Quelques jours plus tard, deuxième scène : je suis dans la rue à Jérusalem, ville alors coupée en deux, il y a un mur et, en haut, une sentinelle jordanienne qui, à un moment, me met en joue. Alors, les enfants juifs qui jouaient autour me regardent horrifiés en criant : « Arabi, arabi ! », et à cet instant je me suis dit : ça me suffit, je ne peux pas supporter ces ­ atmosphères, voilà.

Tout à la fin d’« Autocritique », vous parlez du jugement de l’histoire sur les individus. Vous écrivez : « Que reste-t-il de vous ? Etes-vous devenu poreux, rongé, squameux, spongieux ? Vous êtes-vous trempé, durci, blindé, effrité ? » C’était en 1958. Six décennies plus tard, avez-vous une réponse ?

Je dirais que j’ai conservé beaucoup d’infantilisme. Le fait que ma mère soit morte quand j’avais 10 ans, d’un côté, m’a fait vieillir prématurément et m’a donné un scepticisme ­général, mais, d’un autre côté, cela m’a bloqué dans l’enfance, avec un constant besoin de jeu, de plaisanterie, d’amour. J’ai gardé mes inspirations adolescentes tout en perdant mes illusions.

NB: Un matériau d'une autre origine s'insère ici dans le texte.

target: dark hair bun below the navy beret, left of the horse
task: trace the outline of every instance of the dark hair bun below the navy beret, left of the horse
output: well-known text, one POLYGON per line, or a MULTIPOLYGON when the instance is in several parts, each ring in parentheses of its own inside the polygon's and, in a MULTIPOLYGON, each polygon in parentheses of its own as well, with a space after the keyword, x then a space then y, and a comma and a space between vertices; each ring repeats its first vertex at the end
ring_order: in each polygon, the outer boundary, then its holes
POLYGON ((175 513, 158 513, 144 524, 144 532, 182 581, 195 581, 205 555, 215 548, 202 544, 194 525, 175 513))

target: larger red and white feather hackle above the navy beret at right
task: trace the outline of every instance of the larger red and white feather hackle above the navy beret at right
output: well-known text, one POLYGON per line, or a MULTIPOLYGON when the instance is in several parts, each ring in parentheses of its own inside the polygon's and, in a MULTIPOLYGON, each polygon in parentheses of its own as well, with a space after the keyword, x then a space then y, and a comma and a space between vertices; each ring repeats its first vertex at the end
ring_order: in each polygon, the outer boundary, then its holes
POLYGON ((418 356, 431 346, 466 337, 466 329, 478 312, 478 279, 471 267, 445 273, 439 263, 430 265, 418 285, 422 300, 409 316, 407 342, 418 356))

« Nous sommes condamnés à vivre, comme dit Freud, au cœur de la lutte entre Eros et Thanatos, et je continue à choisir le parti d’Eros »

Je ne crois plus à aucune promesse, aucun avenir radieux, aucun messie. Nous sommes condamnés à vivre, comme dit Freud, au cœur de la lutte entre Eros et Thanatos, et je continue à choisir le parti d’Eros. Cela reste un élément de continuité. J’ai acquis le sens de la responsabilité adulte, un peu, je crois, même si l’âge m’a donné non pas une sagesse, mais un sentiment de compréhension pour les erreurs humaines.

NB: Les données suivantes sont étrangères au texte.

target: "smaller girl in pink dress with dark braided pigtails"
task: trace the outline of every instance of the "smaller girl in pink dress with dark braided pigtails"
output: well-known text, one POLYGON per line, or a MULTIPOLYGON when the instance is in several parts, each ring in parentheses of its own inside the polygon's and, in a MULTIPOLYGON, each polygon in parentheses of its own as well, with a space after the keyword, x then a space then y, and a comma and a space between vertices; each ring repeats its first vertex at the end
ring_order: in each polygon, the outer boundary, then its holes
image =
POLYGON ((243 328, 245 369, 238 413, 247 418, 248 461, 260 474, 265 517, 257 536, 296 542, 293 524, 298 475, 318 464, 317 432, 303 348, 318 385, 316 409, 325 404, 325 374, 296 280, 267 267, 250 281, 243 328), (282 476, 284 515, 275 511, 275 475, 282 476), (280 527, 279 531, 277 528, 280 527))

Par exemple, j’ai été frappé par les dérives. Pas seulement celles de nombreux gens de gauche que j’ai connus, pacifistes devenus collabos, ou communistes devenus sectaires impitoyables. Dérive généralisée dont j’ai essayé de me préserver en ­conservant des moments de communion, de poésie, qui donnent la force de continuer, de résister.

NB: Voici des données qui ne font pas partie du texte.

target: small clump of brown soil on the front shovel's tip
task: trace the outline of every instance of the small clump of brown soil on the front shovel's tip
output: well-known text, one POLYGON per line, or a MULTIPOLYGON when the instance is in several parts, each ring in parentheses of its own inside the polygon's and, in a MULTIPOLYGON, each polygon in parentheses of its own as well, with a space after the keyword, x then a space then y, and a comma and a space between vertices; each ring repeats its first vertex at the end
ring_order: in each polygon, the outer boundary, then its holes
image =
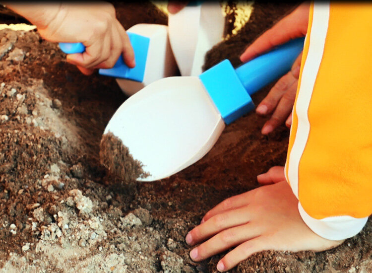
POLYGON ((146 178, 149 175, 143 171, 143 164, 133 158, 123 141, 111 132, 102 136, 100 159, 109 175, 124 183, 135 181, 137 178, 146 178))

Je ne fais ici aucune comparaison avec la période de l’Occupation, mais je pense qu’une barbarie revient, pas seulement avec les djihadistes : elle s’infiltre parmi nous qui avons peur, au cœur de notre civilisation, fondée sur une idéologie du calcul qui ignore la sensibilité, la joie, la peine… Il y a un lien entre la lutte contre cette idéologie et la volonté d’avoir des moments de poésie, d’amitié, de tendresse. Depuis que j’habite à Montpellier, rien que d’avoir un petit jardin me charme, tout comme sortir au soleil dans ces petites rues, faire la causette avec des voisins, autant de choses que j’avais perdues à Paris… En ce sens, j’ai l’impression que je n’ai pas fondamentalement changé. Si vous voulez, ma vigilance est inséparable du goût pour la vie.